Journal de Marie Bashkirtseff

Poisson d'avril à part, je suis reçue. Julian est venu le dire lui-même hier après minuit en sortant de chez Lefèbvre. C'est Oelsnitz qu'il a vue.
Nous avons pris du punch à l'atelier. Bojidar sans que je le lui demande s'est informé chez Fidière (un jeune d'homme d'en bas) et assure que j'ai le numéro 2. Ceci me paraît excessif.
Notre premier samedi, la Bailleul, les Tchoumakoff, les Gavini, Odette (Randouin I), Lagnadès-Effendi (ambassade turque).
La Bailleul amène Mme de la Lande, son amie, qui va donner un bal costumé et qui compte sur mon costume célébré par le "Sport". Saint Amand qui vient aux Italiens avec nous ce soir. Mme de Peyronney (vicomtesse de Létarière) devait venir avec nous mais elle est souffrante.!! - C'est égal dit Saint Amand la politesse est faite, elle viendra vous voir et nous ferons un "Carnet d'un mondain", du reste quand Agathe entreprend quelque chose, vous verrez. Je veux qu'au printemps vous soyez la jeune fille la plus à la mode de Paris, la plus regardée. Il nous faut un succès, un vrai. Le "Sport" a commencé, vous verrez comme ça ira. Je suis en robe de gaze arabe avec un fichu de tulle très vaporeux.
Saint Amand et Gavini viennent me dire combien ont demandé qui est cette ravissante etc. etc.

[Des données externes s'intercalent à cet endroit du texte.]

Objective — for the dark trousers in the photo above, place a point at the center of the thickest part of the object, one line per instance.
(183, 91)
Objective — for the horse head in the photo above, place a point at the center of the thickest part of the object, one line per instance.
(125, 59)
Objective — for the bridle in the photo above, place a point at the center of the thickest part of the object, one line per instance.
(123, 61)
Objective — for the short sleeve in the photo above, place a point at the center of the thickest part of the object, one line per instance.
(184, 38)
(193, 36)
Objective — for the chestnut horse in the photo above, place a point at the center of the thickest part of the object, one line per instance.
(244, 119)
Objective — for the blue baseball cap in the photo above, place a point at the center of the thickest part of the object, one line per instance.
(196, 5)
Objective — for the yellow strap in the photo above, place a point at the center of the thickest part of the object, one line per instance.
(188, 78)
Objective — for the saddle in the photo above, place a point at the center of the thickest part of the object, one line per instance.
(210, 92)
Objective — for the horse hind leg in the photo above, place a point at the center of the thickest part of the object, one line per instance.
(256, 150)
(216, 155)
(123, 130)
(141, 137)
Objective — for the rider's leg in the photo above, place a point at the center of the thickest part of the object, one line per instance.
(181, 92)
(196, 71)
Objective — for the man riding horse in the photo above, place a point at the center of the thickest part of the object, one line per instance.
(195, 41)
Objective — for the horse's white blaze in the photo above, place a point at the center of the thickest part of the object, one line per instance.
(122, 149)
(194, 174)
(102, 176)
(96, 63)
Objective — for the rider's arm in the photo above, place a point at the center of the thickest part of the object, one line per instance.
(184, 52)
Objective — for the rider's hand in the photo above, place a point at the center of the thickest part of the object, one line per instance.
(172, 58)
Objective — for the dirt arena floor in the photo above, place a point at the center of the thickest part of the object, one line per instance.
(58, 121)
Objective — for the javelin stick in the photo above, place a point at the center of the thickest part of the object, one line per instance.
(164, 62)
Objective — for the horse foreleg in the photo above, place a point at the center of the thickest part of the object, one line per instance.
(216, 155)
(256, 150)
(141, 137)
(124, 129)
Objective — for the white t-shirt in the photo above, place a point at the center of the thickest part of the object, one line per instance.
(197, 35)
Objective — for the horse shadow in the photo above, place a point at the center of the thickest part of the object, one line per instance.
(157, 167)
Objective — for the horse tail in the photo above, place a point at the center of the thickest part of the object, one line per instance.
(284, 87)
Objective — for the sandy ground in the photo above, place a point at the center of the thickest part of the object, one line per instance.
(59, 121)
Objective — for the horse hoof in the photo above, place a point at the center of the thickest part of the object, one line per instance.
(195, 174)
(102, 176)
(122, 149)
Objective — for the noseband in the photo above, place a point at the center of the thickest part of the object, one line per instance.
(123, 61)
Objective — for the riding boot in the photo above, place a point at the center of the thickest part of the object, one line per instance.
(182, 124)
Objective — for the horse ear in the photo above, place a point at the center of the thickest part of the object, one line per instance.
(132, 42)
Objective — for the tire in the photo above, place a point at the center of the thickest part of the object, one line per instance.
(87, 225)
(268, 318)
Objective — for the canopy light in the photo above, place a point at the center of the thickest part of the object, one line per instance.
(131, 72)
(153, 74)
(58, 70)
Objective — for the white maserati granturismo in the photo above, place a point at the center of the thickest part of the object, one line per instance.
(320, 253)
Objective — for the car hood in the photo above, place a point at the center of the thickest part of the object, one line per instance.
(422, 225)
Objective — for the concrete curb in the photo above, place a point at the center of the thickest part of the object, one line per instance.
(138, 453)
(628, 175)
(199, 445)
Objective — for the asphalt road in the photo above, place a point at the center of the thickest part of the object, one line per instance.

Je croyais avoir gardé le feuilleton des cocodettes où il est question du baron de Saint Agathe, cela vous expliquerait le caractère du personnage, il y est très gentillement et véridiquement raconté, comment sa flamme toute... platonique n'est pas de celles qui brûlent, qu'il ne cherche même pas à allumer d'incendie et qu'il se donne corps et âme à son idéal du jour. Sitôt qu'il se montre dans quelque monde que ce soit une personnalité qui permet de faire quelque bruit dans le monde, il s'en empare, il la célèbre, il lui dresse des autels partout, il n'a que son éloge à la bouche. Et que du reste une fois la réputation faite, l'idole installée, entourée, casée, acceptée du public il se retire et passe à un autre culte. Seulement ce sera difficile pour moi; une américiane présentée par son ministre mais ce serait la moindre des choses ou bien une actrice, une chanteuse, une danseuse. Mais moi je suis une jeune fille du monde et je n'ai ni mon ambassade, ni aucun appui dans la colonie russe, au contraire. Lundi dernier encore (les Appletcheieff sans doute) on a dit des bêtises de nous chez la Reine et un des chambellans a demandé ce que nous étions à Gavini qui a été obligé de le rassurer. Et moi qui ai fait la discrète sur le compte de Mme Appletcheieff si j'avais dit quelque chose, ce qu'elle aurait dit ensuite serait considérablement affaibli ! Mais je me disais, je me tairai et le ciel m'en récompensera... peut-être le fera-t-il plus tard, mais sur l'heure il a délié la langue de la sale russe. Bien.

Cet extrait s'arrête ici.